Save Iran’s cheetah from extinction

An Asiatic cheetah (Acinonyx jubatus ssp. venaticus): just 43 are left in Iran.Credit: Frans Lanting/FLPA

Abstract

The Asiatic cheetah (Acinonyx jubatus ssp. venaticus) is classed as critically endangered on the Red List of the International Union for Conservation of Nature, with just 43 individuals left in Iran. Conservation efforts were dealt a major blow last month when the United Nations Development Program announced its withdrawal from the Conservation of the Asiatic Cheetah Project. Management of the project will now fall mainly to Iran’s Department of the Environment, the head of which has declared the cheetah “doomed to extinction”” on the basis of its declining numbers since 2001. We urge Iran’s government not to give up on cheetah conservation. It should instead look to the example of the giant panda (Ailuropoda melanoleuca) in China.

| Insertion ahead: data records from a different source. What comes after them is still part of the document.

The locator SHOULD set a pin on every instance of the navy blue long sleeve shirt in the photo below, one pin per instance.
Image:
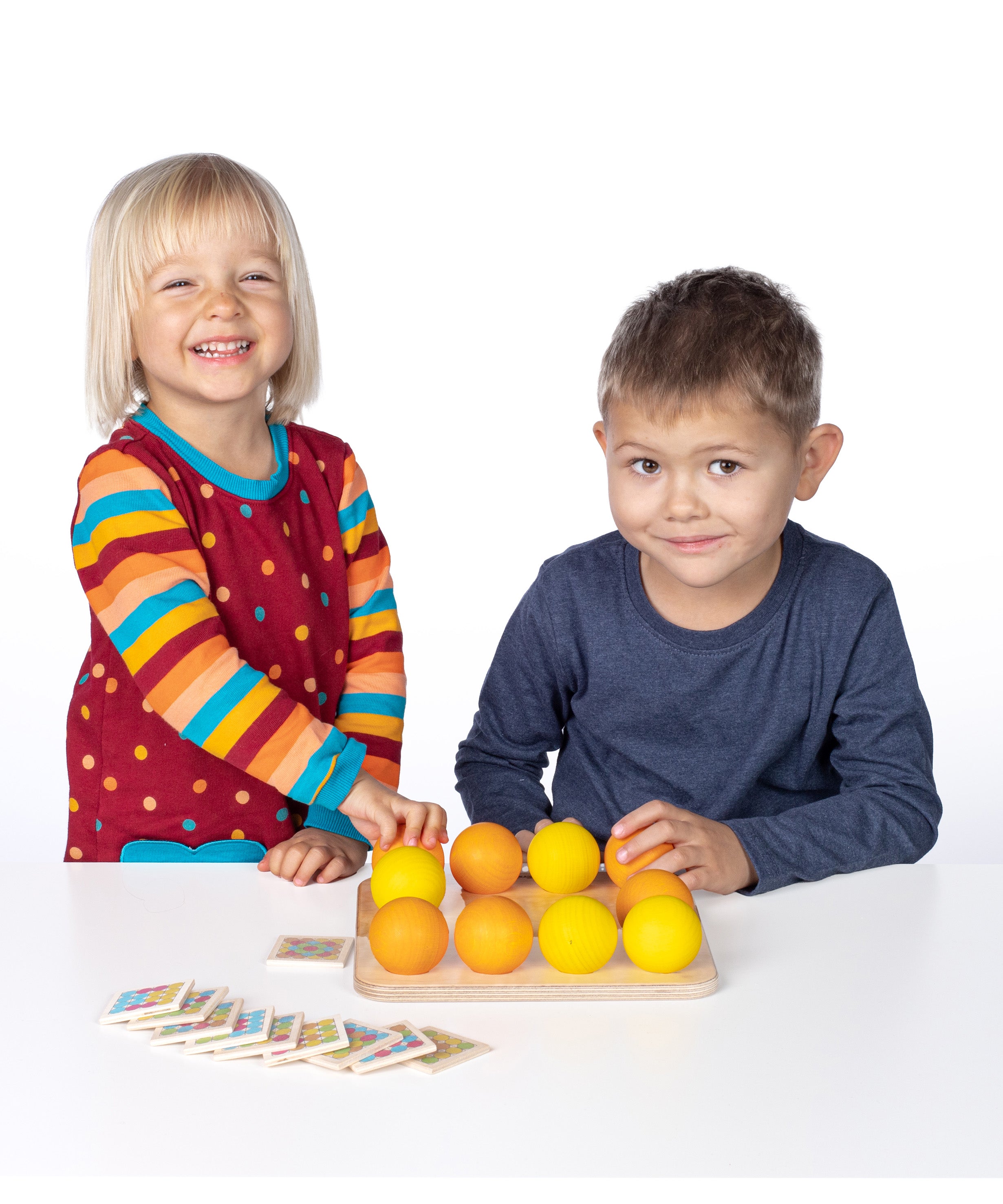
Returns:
(801, 727)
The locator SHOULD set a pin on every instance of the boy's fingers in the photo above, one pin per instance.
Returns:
(669, 861)
(698, 879)
(664, 832)
(644, 817)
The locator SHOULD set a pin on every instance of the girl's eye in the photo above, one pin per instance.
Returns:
(723, 468)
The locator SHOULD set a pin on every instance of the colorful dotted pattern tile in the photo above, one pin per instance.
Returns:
(318, 1034)
(220, 1018)
(446, 1047)
(282, 1038)
(250, 1024)
(410, 1041)
(282, 1029)
(359, 1037)
(196, 1002)
(310, 949)
(146, 997)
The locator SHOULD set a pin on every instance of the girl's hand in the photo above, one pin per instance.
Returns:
(311, 853)
(707, 855)
(377, 811)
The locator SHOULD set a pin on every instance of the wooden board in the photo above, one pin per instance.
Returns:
(535, 979)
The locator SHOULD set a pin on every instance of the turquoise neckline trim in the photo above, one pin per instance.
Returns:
(244, 487)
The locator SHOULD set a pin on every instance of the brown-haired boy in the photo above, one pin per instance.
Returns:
(713, 676)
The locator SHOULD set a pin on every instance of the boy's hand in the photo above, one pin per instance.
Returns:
(707, 855)
(311, 853)
(377, 811)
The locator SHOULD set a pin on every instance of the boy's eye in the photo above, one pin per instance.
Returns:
(723, 468)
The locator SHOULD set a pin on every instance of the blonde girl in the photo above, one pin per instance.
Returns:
(242, 698)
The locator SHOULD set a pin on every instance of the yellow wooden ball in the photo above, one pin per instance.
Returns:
(577, 935)
(661, 935)
(408, 873)
(564, 859)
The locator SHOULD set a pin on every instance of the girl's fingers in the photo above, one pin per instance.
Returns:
(414, 819)
(289, 862)
(337, 867)
(434, 831)
(316, 859)
(388, 826)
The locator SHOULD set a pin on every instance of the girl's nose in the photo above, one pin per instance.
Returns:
(223, 305)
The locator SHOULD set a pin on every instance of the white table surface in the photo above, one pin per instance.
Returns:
(857, 1031)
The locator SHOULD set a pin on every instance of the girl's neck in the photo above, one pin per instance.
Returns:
(233, 435)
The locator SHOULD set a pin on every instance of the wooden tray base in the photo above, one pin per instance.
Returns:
(535, 979)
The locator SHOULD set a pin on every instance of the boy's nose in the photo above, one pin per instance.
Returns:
(684, 500)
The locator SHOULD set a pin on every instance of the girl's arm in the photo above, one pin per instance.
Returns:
(373, 704)
(146, 581)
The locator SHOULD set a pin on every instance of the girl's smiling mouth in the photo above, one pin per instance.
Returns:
(229, 351)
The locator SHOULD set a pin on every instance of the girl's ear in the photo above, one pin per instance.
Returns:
(820, 451)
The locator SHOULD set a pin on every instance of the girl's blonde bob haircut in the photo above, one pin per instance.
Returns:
(153, 215)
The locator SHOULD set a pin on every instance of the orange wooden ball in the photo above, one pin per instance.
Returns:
(486, 859)
(493, 935)
(379, 852)
(619, 873)
(409, 936)
(647, 883)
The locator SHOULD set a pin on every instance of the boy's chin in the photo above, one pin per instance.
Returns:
(697, 575)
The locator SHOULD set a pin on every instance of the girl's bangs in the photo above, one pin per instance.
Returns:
(196, 208)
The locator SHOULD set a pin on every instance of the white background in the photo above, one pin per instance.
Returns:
(482, 190)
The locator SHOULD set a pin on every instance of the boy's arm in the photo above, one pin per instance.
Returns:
(524, 705)
(146, 581)
(888, 809)
(373, 704)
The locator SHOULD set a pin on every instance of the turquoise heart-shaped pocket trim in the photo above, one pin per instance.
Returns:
(212, 853)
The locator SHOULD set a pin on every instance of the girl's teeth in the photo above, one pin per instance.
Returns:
(214, 351)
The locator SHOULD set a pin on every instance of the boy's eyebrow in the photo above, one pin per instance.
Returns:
(702, 451)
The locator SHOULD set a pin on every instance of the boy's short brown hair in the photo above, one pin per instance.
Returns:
(713, 331)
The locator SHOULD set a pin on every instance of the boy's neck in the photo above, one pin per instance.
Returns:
(711, 607)
(233, 434)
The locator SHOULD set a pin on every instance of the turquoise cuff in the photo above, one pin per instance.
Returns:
(324, 812)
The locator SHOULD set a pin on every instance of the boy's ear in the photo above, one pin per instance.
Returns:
(819, 454)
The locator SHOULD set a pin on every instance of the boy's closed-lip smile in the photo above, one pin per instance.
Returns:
(692, 543)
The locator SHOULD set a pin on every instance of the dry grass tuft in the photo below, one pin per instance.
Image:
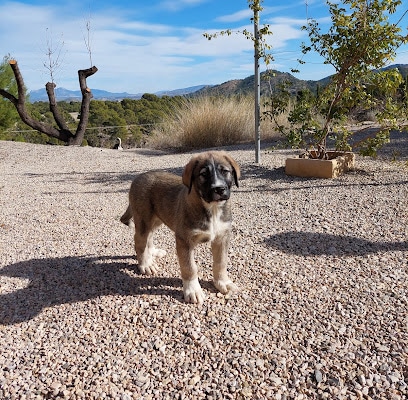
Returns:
(207, 122)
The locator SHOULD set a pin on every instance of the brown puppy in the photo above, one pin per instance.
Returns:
(196, 207)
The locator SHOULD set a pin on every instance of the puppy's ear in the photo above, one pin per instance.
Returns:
(188, 173)
(235, 168)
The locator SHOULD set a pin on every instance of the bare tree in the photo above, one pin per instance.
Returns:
(62, 133)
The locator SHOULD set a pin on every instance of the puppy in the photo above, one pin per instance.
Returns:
(196, 207)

The Chinese government and its partners undertook to develop breeding programmes in the 1950s and to protect bamboo-forest habitats in the 1980s. The strategy was so successful that pandas were last year downlisted from endangered to vulnerable. Bringing the Asiatic cheetah back from the brink of extinction will require close cooperation between governmental organizations, non-governmental organizations and grass-roots stakeholders. The government’s wholehearted support is crucial.